Others didn’t learn the full magnitude of what happened until they got home from school and their parents explained the planned attacks on the World Trade Center and Pentagon.

Lana Thornhill, a 21-year-old senior majoring in early childhood education from Macedonia, Ohio, was in sixth grade at Bethel Christian in Parma, Ohio. She remembers being in the classroom that morning when her teacher entered the room “with a shocked look on her face, and she told us what happened.”

“We didn’t do much else for the rest of the day, and then our parents came to pick us up,” she said. “It was a sad day.”

Spencer Rizk, a 19-year-old freshman majoring in anthropology, remembers his third-grade teacher crying on the phone in class because her son was in New York.

Ellen Gregory, 17, a freshman in education, also was in third grade, but outside for a fire drill when the school was informed of what happened through the PA system.

A junior in high school at the time, Julie Studer, 26, an education graduate student, was at the orthodontist and watched the news while in the office.

Basil Lowe, a 19-year-old sophomore majoring in history, recalled, “I was so excited to turn 10 the next day, but then it became such a gloomy day.”

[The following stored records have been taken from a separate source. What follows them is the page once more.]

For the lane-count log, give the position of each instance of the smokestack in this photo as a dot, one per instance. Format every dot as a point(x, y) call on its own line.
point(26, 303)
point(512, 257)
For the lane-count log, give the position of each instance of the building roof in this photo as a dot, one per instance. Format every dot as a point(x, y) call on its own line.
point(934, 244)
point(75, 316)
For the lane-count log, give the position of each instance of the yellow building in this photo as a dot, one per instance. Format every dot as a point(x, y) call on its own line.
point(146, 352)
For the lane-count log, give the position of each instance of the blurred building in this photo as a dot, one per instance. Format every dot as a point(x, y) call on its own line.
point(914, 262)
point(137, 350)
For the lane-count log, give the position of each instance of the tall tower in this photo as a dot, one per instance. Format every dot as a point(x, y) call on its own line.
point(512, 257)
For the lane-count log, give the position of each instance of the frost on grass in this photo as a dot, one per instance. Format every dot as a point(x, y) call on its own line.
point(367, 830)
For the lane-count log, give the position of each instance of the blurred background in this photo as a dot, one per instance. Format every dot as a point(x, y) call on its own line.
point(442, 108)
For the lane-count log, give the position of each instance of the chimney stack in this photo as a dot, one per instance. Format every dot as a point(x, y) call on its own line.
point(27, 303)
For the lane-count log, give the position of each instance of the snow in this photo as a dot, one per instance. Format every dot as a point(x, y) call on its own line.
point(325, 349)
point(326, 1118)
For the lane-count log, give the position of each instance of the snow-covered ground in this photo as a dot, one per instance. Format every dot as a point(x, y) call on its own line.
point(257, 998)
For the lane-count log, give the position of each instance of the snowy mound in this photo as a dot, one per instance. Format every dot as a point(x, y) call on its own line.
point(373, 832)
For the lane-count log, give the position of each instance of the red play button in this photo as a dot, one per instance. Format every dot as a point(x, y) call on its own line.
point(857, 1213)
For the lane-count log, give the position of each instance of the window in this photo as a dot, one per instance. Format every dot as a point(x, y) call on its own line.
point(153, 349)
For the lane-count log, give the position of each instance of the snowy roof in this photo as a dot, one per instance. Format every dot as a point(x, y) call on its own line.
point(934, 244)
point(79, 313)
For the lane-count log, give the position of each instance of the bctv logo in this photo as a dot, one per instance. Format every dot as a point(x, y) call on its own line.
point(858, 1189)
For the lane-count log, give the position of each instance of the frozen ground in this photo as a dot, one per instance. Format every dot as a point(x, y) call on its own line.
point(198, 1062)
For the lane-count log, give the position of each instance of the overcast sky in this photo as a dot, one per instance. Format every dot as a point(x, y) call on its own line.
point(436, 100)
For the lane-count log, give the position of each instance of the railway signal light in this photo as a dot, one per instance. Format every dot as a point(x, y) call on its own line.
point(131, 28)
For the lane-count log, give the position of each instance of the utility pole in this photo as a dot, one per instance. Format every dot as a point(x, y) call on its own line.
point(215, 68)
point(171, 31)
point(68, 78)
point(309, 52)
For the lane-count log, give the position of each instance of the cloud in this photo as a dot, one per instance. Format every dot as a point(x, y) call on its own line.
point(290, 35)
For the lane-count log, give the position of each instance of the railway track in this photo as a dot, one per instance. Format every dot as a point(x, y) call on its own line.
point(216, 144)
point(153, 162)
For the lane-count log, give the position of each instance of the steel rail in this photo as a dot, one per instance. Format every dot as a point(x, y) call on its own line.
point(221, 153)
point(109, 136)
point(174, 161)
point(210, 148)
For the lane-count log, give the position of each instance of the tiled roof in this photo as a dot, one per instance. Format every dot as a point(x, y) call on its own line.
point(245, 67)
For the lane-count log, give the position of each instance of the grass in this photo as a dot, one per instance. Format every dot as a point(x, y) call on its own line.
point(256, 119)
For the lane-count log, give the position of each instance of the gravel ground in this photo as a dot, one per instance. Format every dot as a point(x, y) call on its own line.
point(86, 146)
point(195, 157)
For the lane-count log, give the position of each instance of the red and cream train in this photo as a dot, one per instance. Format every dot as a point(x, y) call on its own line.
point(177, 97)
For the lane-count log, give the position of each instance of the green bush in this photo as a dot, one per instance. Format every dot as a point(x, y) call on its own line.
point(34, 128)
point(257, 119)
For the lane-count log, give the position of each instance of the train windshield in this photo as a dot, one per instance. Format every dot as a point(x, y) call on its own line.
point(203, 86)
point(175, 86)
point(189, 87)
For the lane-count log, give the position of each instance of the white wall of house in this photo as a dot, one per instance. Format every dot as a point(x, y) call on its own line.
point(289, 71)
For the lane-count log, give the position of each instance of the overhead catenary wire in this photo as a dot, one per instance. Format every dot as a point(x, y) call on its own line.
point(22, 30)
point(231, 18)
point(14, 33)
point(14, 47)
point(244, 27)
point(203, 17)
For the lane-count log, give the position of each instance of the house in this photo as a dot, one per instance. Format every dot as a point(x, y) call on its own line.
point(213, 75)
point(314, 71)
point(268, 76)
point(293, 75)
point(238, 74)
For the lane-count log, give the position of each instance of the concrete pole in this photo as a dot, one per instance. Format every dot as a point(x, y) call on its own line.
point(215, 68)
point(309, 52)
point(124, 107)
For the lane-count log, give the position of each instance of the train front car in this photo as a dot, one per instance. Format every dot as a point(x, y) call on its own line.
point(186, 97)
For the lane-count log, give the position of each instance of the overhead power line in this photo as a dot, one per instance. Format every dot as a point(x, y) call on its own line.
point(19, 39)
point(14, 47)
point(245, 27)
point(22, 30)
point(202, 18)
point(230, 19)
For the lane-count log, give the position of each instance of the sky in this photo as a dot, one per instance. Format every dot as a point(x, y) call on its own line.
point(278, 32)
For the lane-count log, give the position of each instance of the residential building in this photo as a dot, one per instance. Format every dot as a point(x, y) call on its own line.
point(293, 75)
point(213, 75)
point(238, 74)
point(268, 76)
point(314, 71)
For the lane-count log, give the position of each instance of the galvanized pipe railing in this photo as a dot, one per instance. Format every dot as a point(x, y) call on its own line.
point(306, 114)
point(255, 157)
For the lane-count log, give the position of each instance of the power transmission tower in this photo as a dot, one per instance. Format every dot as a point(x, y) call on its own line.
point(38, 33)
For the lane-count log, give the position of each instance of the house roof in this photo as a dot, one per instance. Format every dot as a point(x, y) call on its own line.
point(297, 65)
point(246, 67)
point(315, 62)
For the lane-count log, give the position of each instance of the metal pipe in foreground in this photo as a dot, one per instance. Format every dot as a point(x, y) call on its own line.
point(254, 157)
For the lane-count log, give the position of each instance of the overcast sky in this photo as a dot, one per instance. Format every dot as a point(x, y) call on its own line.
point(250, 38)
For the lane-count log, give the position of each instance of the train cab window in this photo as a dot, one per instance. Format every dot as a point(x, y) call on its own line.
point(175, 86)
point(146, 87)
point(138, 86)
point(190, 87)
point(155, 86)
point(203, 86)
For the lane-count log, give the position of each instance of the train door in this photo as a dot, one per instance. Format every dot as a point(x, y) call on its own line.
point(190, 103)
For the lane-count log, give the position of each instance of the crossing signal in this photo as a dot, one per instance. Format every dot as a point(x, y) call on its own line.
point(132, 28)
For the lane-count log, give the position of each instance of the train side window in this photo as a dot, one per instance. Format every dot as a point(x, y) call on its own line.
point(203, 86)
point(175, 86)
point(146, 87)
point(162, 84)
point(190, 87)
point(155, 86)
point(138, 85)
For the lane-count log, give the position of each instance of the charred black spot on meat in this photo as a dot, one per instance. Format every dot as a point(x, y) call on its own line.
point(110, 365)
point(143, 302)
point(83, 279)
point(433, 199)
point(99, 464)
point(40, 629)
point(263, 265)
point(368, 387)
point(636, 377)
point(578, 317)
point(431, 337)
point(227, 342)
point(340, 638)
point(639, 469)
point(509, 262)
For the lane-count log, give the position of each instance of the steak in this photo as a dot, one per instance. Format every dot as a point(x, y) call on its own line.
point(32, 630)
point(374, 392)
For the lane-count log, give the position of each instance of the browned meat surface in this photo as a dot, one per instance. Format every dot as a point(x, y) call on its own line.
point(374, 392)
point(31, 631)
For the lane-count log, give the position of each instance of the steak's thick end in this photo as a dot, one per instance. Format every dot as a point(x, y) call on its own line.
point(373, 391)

Basil, who is from Temperance, Mich., was in the library of Jackman Road Elementary School when a teacher entered the room looking panicked and asked for a television to be turned on.

“I saw the second plane hit the South Tower and remembered thinking, ‘How could someone hit a building that big?’” he said. “It was a horrible day.”

UT students said they planned to spend the day watching 10-year anniversary coverage on television and taking the time to remember and pray for the lives that were lost.